Department of Statistics and Data Science, Carnegie Mellon University, Pittsburgh, PA 15213.
Machine Learning Department, Carnegie Mellon University, Pittsburgh, PA 15213.
Proc Natl Acad Sci U S A. 2024 Sep 10;121(37):e2316256121. doi: 10.1073/pnas.2316256121. Epub 2024 Sep 3.

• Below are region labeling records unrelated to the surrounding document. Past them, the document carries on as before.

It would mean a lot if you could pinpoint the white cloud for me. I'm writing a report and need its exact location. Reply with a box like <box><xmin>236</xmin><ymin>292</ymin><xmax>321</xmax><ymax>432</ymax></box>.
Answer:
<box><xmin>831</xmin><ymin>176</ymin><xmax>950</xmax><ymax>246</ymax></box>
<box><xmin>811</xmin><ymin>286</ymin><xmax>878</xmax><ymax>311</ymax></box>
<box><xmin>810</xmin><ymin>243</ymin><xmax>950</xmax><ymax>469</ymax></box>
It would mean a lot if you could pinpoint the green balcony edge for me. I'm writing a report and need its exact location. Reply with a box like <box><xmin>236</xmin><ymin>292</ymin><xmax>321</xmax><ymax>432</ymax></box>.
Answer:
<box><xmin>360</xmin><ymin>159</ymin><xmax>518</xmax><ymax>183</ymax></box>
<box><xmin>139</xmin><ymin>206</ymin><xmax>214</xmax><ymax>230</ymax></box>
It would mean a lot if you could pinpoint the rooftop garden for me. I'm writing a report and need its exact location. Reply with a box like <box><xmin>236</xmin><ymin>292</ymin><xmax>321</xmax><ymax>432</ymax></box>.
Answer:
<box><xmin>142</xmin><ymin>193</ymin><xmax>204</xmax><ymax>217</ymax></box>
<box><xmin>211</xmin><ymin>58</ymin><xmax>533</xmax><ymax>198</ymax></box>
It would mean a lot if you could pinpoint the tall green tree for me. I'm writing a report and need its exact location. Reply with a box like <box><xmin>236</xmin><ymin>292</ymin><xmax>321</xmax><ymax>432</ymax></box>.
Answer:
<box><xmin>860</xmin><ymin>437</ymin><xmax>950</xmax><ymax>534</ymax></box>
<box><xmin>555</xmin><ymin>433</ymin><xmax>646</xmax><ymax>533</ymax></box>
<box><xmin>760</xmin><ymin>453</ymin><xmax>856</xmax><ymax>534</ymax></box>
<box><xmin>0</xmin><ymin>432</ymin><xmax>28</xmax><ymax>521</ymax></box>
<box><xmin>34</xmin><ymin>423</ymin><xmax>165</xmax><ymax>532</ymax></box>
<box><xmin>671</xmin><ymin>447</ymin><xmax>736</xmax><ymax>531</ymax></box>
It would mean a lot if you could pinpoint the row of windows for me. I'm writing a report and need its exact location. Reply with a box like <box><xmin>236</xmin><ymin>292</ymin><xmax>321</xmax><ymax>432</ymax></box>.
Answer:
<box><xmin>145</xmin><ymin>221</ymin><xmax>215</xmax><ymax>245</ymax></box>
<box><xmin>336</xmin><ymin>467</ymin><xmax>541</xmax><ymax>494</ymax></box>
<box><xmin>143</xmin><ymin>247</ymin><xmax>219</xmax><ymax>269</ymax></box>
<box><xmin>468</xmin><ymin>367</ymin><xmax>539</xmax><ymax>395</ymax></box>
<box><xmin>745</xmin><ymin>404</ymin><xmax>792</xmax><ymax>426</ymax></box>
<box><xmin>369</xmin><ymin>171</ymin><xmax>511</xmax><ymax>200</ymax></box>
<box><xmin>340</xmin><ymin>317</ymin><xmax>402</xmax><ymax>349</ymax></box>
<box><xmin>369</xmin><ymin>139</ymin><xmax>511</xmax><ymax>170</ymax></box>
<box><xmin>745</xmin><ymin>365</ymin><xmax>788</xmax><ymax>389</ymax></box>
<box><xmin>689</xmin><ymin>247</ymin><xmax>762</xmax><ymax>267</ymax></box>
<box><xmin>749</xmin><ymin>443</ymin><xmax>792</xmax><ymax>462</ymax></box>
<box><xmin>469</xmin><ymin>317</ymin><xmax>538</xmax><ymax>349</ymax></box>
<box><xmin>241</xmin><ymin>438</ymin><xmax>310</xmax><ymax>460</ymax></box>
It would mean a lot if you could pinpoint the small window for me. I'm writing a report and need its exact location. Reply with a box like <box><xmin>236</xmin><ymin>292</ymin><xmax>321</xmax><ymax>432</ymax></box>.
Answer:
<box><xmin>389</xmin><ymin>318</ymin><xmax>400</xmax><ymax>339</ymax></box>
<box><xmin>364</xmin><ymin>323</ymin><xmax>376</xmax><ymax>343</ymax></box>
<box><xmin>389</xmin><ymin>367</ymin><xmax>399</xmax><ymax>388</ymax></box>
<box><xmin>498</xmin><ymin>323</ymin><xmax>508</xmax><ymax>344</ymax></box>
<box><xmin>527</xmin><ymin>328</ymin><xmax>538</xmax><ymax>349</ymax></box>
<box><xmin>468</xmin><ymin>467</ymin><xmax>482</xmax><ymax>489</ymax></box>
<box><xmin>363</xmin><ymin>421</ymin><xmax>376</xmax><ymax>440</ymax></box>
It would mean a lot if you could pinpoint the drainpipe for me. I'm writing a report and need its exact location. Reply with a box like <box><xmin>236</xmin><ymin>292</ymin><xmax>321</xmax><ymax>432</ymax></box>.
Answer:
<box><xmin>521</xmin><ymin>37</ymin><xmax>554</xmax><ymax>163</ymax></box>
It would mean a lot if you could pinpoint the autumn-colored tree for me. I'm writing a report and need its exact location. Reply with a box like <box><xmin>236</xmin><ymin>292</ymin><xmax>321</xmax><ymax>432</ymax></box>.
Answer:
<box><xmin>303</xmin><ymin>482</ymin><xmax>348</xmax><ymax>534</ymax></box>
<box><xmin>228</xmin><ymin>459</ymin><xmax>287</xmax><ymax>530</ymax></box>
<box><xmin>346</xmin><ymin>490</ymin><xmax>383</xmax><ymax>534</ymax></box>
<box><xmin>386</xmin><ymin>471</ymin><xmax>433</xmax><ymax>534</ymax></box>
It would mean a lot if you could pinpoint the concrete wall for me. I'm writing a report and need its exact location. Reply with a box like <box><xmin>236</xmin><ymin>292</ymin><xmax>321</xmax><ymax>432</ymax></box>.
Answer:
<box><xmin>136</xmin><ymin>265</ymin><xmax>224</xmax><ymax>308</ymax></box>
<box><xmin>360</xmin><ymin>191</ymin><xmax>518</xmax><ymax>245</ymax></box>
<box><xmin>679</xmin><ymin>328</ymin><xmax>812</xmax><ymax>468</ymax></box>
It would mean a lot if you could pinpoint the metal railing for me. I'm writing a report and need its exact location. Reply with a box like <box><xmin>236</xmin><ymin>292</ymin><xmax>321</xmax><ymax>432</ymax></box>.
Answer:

Trajectory inference methods are essential for analyzing the developmental paths of cells in single-cell sequencing datasets. It provides insights into cellular differentiation, transitions, and lineage hierarchies, helping unravel the dynamic processes underlying development and disease progression. However, many existing tools lack a coherent statistical model and reliable uncertainty quantification, limiting their utility and robustness. In this paper, we introduce VITAE (Variational Inference for Trajectory by AutoEncoder), a statistical approach that integrates a latent hierarchical mixture model with variational autoencoders to infer trajectories. The statistical hierarchical model enhances the interpretability of our framework, while the posterior approximations generated by our variational autoencoder ensure computational efficiency and provide uncertainty quantification of cell projections along trajectories. Specifically, VITAE enables simultaneous trajectory inference and data integration, improving the accuracy of learning a joint trajectory structure in the presence of biological and technical heterogeneity across datasets. We show that VITAE outperforms other state-of-the-art trajectory inference methods on both real and synthetic data under various trajectory topologies. Furthermore, we apply VITAE to jointly analyze three distinct single-cell RNA sequencing datasets of the mouse neocortex, unveiling comprehensive developmental lineages of projection neurons. VITAE effectively reduces batch effects within and across datasets and uncovers finer structures that might be overlooked in individual datasets. Additionally, we showcase VITAE's efficacy in integrative analyses of multiomic datasets with continuous cell population structures.
轨迹推断方法对于分析单细胞测序数据集中细胞的发育路径至关重要。它提供了对细胞分化、转变和谱系层次结构的深入了解,有助于揭示发育和疾病进展背后的动态过程。然而,许多现有的工具缺乏一致的统计模型和可靠的不确定性量化,限制了它们的实用性和稳健性。在本文中,我们介绍了 VITAE(通过自动编码器的变分推理轨迹),这是一种统计方法,它将潜在的层次混合模型与变分自动编码器集成在一起,以推断轨迹。统计层次模型增强了我们框架的可解释性,而我们的变分自动编码器生成的后验近似确保了计算效率,并提供了细胞沿轨迹投影的不确定性量化。具体来说,VITAE 能够同时进行轨迹推断和数据集成,提高了在存在跨数据集的生物学和技术异质性的情况下学习联合轨迹结构的准确性。我们表明,VITAE 在各种轨迹拓扑结构下,无论是在真实数据还是合成数据上,都优于其他最先进的轨迹推断方法。此外,我们将 VITAE 应用于联合分析三个不同的小鼠新皮层单细胞 RNA 测序数据集,揭示了投射神经元的全面发育谱系。VITAE 有效地减少了数据集内和数据集之间的批次效应,并揭示了在单个数据集中可能被忽略的更精细结构。此外,我们展示了 VITAE 在具有连续细胞群体结构的多组学数据集的综合分析中的功效。